Predicting Calls To Police

Brian Ross
5 min readNov 22, 2019

The data for this model can be found at the City of Detroit Open Data Portal.

Goal

The goal of this project is to predict the frequency of 911 calls to the police for a given geographic area on a specified date.

2.5 million 911 calls in Detroit

Processing The Data

I started with loading the data set and pruning it down to only the necessary information. The original data set contains all information for every 911 call within Detroit over a 3 year period. This amounts to over 2.5 million observations. To start with I pruned the data down to only those columns that would be needed later. Next step was to parse through the call descriptions and retain only those observations which contained calls directed to the police. The information that was valid for the purposes of this model was that relating to location and time. The call timestamp was broken down to year, week, month, day of week, day and the part of day using the following function:

The next step was to separate the locations into distinct geographical spaces.
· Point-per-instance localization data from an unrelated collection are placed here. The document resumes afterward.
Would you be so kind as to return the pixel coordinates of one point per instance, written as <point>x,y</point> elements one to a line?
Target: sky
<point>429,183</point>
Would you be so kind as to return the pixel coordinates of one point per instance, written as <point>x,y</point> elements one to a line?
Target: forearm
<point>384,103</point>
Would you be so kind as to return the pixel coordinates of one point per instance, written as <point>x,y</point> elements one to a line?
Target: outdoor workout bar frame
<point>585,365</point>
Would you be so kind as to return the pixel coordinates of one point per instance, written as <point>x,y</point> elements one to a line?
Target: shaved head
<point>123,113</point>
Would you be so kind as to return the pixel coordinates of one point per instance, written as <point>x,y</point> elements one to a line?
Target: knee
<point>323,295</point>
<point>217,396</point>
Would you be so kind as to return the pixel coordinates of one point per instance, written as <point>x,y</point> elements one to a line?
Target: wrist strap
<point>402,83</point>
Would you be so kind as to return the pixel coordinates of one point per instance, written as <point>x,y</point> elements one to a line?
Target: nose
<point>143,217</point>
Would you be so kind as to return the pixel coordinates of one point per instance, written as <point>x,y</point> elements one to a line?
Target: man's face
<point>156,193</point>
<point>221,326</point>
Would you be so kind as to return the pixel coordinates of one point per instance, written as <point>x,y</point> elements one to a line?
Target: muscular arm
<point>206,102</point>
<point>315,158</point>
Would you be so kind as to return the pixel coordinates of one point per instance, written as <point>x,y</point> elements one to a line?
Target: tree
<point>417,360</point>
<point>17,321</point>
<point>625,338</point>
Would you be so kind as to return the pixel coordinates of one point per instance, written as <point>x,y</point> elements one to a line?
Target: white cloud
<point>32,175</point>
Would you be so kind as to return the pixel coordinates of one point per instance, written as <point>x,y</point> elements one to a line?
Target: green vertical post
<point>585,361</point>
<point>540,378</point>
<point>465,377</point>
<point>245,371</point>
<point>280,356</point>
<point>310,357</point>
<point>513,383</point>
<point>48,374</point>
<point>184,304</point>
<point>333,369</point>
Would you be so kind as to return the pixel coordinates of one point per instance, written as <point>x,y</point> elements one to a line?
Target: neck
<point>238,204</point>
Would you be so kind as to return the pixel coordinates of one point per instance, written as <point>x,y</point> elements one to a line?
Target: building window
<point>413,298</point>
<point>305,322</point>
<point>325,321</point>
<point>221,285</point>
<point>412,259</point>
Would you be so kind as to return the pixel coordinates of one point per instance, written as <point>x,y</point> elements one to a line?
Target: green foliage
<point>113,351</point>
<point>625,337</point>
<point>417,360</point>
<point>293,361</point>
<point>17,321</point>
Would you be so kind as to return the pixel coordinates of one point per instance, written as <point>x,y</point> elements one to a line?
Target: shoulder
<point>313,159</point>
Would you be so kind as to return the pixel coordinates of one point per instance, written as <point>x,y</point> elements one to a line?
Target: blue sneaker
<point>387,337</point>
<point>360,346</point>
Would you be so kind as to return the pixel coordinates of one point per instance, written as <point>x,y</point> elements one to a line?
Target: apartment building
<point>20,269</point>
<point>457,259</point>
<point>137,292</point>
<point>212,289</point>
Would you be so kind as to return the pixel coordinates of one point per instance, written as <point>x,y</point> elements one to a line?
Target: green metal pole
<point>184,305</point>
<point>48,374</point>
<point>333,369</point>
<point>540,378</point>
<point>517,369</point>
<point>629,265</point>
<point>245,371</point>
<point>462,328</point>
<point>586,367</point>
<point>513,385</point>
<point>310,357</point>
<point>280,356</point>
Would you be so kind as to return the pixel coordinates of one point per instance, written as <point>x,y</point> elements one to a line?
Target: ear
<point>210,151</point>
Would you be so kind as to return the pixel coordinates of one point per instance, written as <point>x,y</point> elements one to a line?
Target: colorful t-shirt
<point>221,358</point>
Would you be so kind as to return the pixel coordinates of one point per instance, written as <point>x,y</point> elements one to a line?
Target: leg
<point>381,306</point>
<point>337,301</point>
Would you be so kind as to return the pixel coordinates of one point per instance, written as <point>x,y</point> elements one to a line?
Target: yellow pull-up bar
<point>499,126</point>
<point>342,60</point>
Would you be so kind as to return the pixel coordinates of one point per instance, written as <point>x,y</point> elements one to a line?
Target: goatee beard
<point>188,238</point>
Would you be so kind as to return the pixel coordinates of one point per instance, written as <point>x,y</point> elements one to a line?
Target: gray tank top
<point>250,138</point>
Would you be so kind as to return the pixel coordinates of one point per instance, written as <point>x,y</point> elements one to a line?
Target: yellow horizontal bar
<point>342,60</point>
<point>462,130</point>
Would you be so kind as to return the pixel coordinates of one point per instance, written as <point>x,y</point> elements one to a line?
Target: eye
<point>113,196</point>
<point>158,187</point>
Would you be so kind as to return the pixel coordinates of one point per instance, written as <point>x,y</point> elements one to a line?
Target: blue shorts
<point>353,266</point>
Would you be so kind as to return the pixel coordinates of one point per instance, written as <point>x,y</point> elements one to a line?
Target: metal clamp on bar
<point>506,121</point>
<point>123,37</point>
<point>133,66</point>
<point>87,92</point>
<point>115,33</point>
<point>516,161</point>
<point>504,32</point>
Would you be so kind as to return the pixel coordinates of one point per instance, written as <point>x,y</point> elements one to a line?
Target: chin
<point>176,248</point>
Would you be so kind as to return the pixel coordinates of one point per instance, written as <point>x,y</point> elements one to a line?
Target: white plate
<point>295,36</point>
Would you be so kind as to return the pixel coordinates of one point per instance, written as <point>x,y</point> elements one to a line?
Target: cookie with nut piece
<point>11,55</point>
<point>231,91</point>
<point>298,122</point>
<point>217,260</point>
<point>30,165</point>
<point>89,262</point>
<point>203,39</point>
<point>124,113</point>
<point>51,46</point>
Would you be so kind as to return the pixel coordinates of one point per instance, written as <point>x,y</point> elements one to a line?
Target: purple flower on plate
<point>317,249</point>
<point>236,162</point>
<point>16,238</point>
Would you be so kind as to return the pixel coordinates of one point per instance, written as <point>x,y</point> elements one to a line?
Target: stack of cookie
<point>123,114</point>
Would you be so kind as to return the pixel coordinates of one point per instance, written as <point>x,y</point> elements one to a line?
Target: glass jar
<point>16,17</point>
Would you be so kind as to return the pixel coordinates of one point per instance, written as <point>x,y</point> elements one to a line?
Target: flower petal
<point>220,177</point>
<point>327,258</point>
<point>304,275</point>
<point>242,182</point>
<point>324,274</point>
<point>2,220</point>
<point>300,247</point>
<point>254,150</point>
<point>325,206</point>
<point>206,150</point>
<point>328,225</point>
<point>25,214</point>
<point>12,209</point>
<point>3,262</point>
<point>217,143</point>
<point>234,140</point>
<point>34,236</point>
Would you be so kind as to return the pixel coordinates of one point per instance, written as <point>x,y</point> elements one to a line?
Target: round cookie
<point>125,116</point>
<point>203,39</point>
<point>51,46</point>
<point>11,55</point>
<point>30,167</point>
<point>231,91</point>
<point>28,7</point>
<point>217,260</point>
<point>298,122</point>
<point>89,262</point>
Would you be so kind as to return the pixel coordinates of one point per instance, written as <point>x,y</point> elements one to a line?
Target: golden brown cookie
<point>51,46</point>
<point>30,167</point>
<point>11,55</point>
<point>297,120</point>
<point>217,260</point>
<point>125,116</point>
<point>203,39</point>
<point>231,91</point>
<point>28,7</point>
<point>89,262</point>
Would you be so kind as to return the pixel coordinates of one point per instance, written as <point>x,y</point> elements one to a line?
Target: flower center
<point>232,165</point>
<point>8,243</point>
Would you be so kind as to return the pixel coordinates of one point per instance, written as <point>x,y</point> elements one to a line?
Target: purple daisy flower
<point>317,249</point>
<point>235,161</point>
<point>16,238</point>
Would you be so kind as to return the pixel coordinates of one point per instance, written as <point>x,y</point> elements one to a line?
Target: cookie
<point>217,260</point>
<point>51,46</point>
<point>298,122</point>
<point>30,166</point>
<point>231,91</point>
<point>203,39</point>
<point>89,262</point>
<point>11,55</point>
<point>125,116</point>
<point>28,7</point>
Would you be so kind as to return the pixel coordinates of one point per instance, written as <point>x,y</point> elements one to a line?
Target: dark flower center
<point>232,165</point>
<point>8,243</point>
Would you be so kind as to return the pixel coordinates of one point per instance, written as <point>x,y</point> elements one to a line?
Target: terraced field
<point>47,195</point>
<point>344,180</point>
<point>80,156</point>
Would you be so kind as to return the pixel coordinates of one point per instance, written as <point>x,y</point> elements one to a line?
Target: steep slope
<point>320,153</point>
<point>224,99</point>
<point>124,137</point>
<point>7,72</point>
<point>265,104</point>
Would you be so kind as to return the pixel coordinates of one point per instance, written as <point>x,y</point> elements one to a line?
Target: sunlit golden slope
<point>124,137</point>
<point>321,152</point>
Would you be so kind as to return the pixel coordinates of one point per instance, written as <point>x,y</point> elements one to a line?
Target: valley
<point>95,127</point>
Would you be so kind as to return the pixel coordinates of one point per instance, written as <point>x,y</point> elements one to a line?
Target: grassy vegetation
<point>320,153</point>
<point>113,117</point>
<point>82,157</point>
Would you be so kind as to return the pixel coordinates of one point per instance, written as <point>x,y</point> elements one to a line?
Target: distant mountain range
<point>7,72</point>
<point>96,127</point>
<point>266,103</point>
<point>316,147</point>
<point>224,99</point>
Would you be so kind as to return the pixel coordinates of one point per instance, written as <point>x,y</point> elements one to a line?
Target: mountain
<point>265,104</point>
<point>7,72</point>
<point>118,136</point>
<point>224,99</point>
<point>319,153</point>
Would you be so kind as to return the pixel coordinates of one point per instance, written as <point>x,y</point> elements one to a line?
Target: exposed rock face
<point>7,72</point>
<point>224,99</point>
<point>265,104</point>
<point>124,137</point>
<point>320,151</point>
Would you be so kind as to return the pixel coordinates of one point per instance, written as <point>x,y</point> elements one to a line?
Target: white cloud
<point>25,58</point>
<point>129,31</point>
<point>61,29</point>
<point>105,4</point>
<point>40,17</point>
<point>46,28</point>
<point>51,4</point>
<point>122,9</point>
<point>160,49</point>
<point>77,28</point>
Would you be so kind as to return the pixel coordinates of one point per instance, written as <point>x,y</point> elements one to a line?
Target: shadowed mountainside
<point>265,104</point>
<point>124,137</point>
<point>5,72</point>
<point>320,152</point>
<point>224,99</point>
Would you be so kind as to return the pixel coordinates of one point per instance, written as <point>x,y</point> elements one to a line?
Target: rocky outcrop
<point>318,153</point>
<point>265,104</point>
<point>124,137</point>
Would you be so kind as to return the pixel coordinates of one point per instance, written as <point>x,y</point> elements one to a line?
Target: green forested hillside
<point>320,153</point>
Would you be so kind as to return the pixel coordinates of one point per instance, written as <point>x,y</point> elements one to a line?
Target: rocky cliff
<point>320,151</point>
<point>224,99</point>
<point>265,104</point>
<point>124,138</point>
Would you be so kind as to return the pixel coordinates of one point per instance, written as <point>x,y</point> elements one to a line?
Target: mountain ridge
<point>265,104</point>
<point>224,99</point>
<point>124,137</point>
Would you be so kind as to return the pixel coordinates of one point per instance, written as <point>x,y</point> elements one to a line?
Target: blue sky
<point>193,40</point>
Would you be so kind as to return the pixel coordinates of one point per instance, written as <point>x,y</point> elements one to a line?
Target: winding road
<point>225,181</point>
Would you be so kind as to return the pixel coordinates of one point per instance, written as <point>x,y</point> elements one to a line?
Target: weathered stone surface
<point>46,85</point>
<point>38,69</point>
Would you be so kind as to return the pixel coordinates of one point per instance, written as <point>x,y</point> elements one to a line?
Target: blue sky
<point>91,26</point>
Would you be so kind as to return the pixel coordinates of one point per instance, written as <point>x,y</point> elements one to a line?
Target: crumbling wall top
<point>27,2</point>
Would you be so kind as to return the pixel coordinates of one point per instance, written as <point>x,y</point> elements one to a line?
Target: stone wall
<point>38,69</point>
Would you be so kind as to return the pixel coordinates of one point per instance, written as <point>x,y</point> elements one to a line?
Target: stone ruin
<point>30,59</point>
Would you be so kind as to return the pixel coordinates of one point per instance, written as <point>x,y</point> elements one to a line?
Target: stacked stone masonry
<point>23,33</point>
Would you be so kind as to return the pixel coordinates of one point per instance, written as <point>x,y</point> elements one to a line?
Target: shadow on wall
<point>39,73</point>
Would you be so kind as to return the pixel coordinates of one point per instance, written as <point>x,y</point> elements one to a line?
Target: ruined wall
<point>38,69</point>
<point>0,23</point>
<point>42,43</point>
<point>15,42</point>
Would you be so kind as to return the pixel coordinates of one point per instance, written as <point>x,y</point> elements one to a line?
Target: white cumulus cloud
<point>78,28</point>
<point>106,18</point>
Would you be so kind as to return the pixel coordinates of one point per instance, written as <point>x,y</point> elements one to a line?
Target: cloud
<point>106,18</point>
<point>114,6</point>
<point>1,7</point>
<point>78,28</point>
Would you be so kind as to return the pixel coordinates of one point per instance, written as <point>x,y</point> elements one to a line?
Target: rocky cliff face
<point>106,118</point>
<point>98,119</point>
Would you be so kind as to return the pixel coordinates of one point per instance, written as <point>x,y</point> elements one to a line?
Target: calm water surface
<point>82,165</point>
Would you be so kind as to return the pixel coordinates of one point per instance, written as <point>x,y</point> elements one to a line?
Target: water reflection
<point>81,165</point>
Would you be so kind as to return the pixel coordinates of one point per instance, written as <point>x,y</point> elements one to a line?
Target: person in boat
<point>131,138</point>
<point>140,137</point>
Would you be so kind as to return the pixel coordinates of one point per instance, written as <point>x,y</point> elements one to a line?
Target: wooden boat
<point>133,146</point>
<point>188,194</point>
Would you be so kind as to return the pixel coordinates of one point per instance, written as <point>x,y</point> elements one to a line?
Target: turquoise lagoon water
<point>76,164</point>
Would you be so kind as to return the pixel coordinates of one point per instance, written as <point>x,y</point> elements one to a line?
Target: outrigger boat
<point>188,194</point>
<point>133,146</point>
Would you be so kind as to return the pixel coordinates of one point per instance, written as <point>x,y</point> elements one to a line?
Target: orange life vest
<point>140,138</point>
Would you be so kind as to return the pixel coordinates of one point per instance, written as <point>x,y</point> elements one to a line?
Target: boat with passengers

After filtering for geographic outliers a function was designed to create essentially what is a grid of the Detroit area and then assign to each observation the latitude and longitude grid space in which it exists. After all this has been done then we can group all the observations by their locations in time and space allowing us to have a tally of the total number of events for each grid space during a given date and time.

Heatmap of the locations of 911 calls to police in Detroit

One of the things that I noticed while working on this model was that with just geographic and date time information alone resulted in a model that was tuned strictly to the geographic trends. In other words those areas with high amounts of 911 calls remained so no matter what the date.

My hypothesis was that finding other information to add to this would result in more variance and thus a better model. This ended up being correct as I decided to flag those dates which were holidays or major events like the Super Bowl, as well as incorporating the weather data for the area(temperatures, type of weather and weather or not there was a severe weather event for the day). Doing so proved to be fruitful as it improved the model score by 5%. I plan to implement more features at a later date.

Selecting A Model

As is best practice I began with a baseline which produced the following:

The best performing linear model, logistic regression, was only able to equal the baseline model but this was to be expected due to the nature of the data. The model that was essentially selected was a Random Forest Regressor, which proved a significant improvement over the baseline.

Looking at the feature importances reveals that the geographic data still holds the most weight when it comes to making a prediction here, however it was good to see some of the added features playing a role as well. It is important to know that this is a significant limitation of the model as it exists now.

Using partial dependence plots we can see how predictions vary from observation to observation with an individual feature. The feature I chose here was the part of day.

With this we can see rather clearly that 911 calls increase during the night hours and then die back down as morning approaches.

Trying Out The Model

The final step is to take the model for a spin so to say. For this I predicted for a future date of 15 May 2020, with a high of 70 degrees and low of 65, and clear skies. The result was as follows, but we will have to wait and see how accurate the model was.

Conclusion

There are some obvious limitations to modelling this kind of data, the biggest being how tuned the model becomes to the geographic locations. One way of saying that high crime areas perhaps tend to stay high crime. The other is that we would want to strongly consider what if any biases are included in the model. Lastly, predicting things like this is incredibly difficult and any implementation of models like these should be taken at face-value. However I do see tremendous room for improvement and fine tuning, and I think eventually this could become an important tool for law enforcement or other first responders.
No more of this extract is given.